Many Mars analog studies are taking place all around the world. For example, scientists from the SETI (Search for Extraterrestrial Intelligence) Institute are exploring high-altitude lakes in the Andes mountain range in Bolivia and Chile. The Pavilion Lake Research Project - a joint effort between NASA and the Canadian Space Agency - is an analog lake project to study modern microbialites in Pavilion Lake in British Columbia, Canada.
“Analog studies of any sort are really the key and useful for getting fundamental information about the capabilities of life,” says Allyson Brady of McMaster University and a scientist with the Pavilion Lake Project. “Earth is the best study we have at the moment, the most accessible study.”
Most analog studies, according to Mormile, focus on conditions that have a neutral pH or one that is slightly alkaline. The focus on natural acidic lakes, therefore, makes Mormile’s new study unique.
During the Austral winter of 2005, Mormile and her colleagues traveled to Australia and collected water samples from 11 lakes that varied in pH from very acidic to alkaline. Their first goal was to get an overall picture of the types of microbial life in these environments.
To analyze the diversity of the microbial communities, the team had to develop what are called “clone libraries,” or gene banks of DNA sequences. The libraries were developed using samples from four of the 11 lakes: Twin Lake East, Dead Kangaroo Lake, King Lake and Pink Lake. The pH of these lakes ranged from acidic (2.7) to moderately alkaline (8.2).

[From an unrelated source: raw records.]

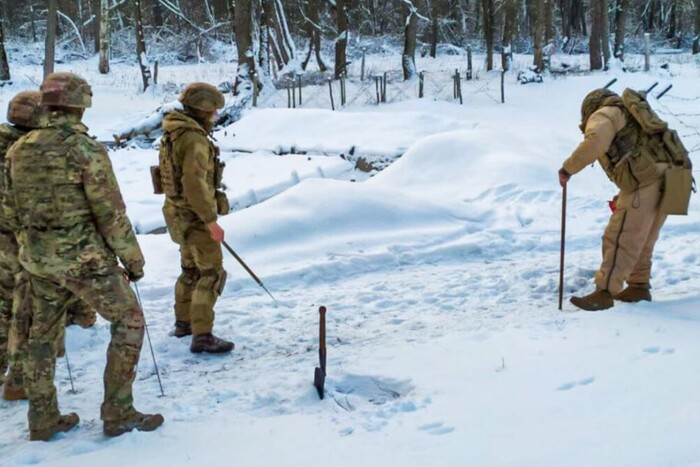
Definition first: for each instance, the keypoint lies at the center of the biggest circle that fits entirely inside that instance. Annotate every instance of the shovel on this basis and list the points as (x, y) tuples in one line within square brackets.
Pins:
[(320, 373)]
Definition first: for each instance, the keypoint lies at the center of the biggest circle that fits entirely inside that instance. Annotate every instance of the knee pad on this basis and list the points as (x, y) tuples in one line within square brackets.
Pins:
[(213, 279), (189, 276)]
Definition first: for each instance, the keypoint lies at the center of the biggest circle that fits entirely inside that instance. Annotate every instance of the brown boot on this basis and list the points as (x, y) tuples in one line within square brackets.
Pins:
[(134, 421), (13, 393), (182, 329), (634, 293), (209, 343), (598, 300), (65, 423)]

The water samples brought back to the laboratory were centrifuged, and DNA was extracted from the resulting pellet of organic material. The team then used the polymerase chain reaction (PCR) method to amplify the genetic material. Mormile says the amplification was carried out on the 16S rRNA gene.
“The reason why those particular genes are used is because they are pretty conserved among all living organisms,” explains Mormile. “We’re trying to get some kind of an idea of the evolutionary background to understand who is more closely related to whom.”
The scientists used their clone libraries to help identify the DNA sequences extracted from their samples, to determine what sort of organisms the DNA came from.
The team looked at the percent similarity - in other words, how similar a 16S rRNA gene in their sample was to a known organism’s gene. If the similarity was above 97 percent, the gene from the sample was probably the same species as the known organism. If the similarity was below 97 percent, the sample probably represented a new species. If the similarity was below 93 percent, the sample was probably a new genus.
From samples taken at the four lakes, a total of 84 gene sequences were analyzed. Of that number, eight could represent new species and 35 could be new genera. From this analysis, the scientists concluded that the diversity of the microbial communities relates directly to the diversity of the water geochemistry from one lake to the other. The lakes in which the water was chemically more complex (containing more minerals) had a greater variety of microbial life.
“A lot of analog research, to some extent, is (trying to) understand the environments that bacteria live in,” says Brady. “Bacteria can inhabit practically anywhere and everywhere. The range of habitats that bacteria can live in is amazing.”
One day in the not-too-distant future, scientists will be able to study rock and soil samples obtained directly from Mars. NASA’s long-term Mars exploration program envisions launching a Mars sample return mission by 2020. Until such a mission is launched and successfully returns back to Earth, analog studies offer the crucial preparation scientists need to study Martian soil samples.
“If you actually get samples from Mars, how would you know what to look for?” asks Brady. “What kinds of evidence would you look for that showed there was life in the past? These analog studies give us some fundamental information to address those questions.”
The fact that an array of microorganisms can survive, and sometimes thrive, in extreme environments with low pH, highly saline, metal-rich waters exposed to high levels of UV radiation gives scientists hope in finding traces of life on Mars.